VD : J’ai été en effet assez surpris de constater que la grande distribution n’est  pas aussi « has-been » que cela. On a beau, pour certains, faire nos courses dans des commerces de proximité qui affichent label équitable etc. ces grands supermarchés résistent très bien à cette tendance minoritaire, il faut le dire. Ce qui frappe au premier abord, c’est le gigantisme : 20 000 m², des chiffres toujours astronomiques et pour n’en citer qu’un : une tonne de bananes vendue tous les jours. En ce moment, 30 000 clients arpentent les rues de cette véritable ville. Il faut se défaire d’une idée un peu caricaturale que l’on a des hypermarchés où le client tient lieu de vache à lait. Ce n’est pas si simple que cela. Certes, l’hyper est une entreprise dont le but – on ne s’en cache pas –  est de vendre et d’augmenter le chiffre d’une année sur l’autre. Du simple vendeur au directeur, c’est la culture du chiffre décomplexée. Mais pour autant, les choses ont évolué et, si l’on pouvait dans les années 70 « fourguer » n’importe quelle marchandise à bas prix, il n’en est pas de même aujourd’hui. Il y a un réel souci de qualité et de traçabilité des produits. La viande, le poisson font l’objet d’une surveillance particulière. Le client est plus attentif qu’il y a 30 ou 40 ans et les grandes surfaces – a fortiori de cette taille – se sont adaptées. Parmi les 70 000 références présentes dans les rayons, la fourchette est large et chacun peut y trouver son « bonheur ».

PZ : Qui sont les clients de ces hyper marchés ? Des proies faciles ? Des amoureux du « magasinage » comme on dit au Québec ?
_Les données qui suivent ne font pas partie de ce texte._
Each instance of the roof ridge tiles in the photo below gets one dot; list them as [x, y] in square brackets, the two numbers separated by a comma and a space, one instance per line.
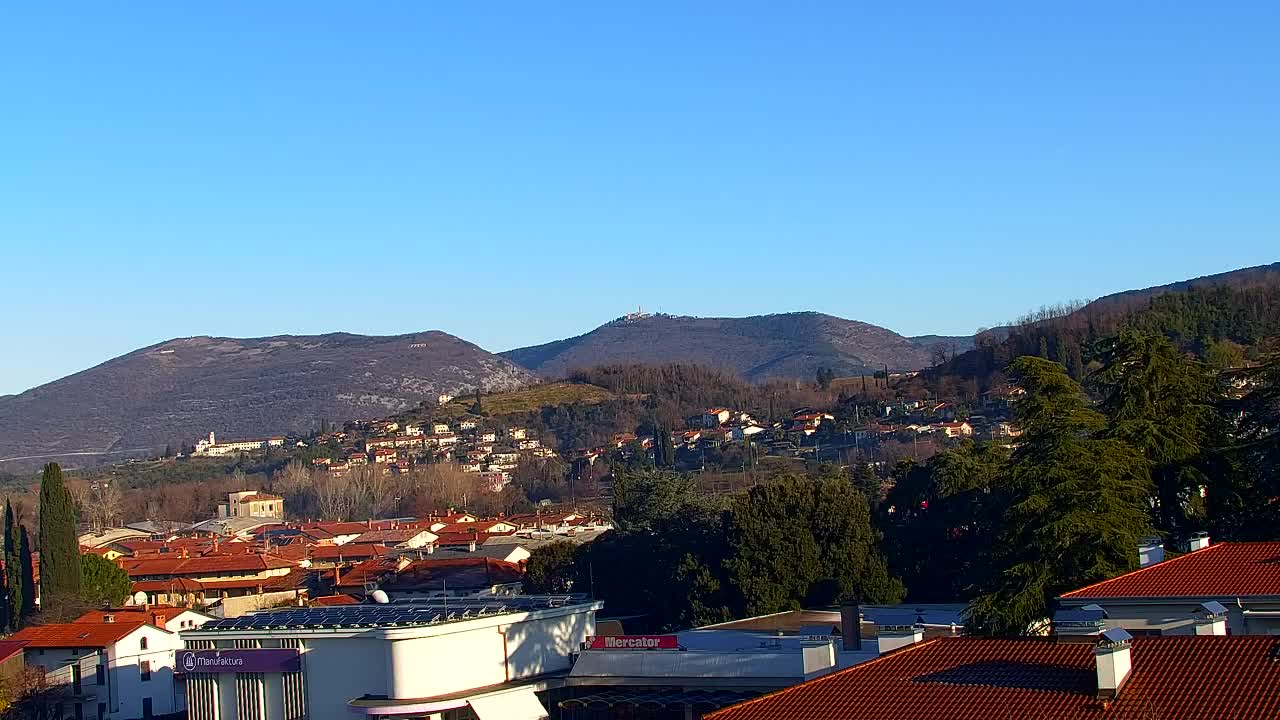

VD : C’est vous et moi. Il faut rappeler que selon un sondage, 9 français sur 10  font leurs courses en grande surface. Ce n’est donc pas anecdotique. On est dans la logique du : « on fait le plein  pour la semaine ». J’ai remarqué pas mal de personnes âgées et d’ailleurs, j’ai rencontré et suivi pendant le reportage un couple de retraités qui fréquentait cet endroit depuis 42 ans, année de sa création. Ils se souvenaient avec émotion de leur première visite : on leur avait donné un plan pour qu’ils ne se perdent pas dans les rayons. Eh bien ces gens-là, ils font attention mais en même temps ils sont cœur de cible et en sont conscients. Le jour où je les ai suivis, ils étaient venus pour acheter de la pâte à pizza pour l’anniversaire de leur petite-fille ; ils sont repartis le caddie rempli. En fait, ils se font plaisir en faisant leurs courses et se lâchent un peu financièrement.Tentés tout le temps mais en même temps consentants.
La meilleure preuve de leur objectivité tient dans une citation que m’a livrée monsieur : « Comme dit Oscar Wilde, je résiste à tout sauf à la tentation ».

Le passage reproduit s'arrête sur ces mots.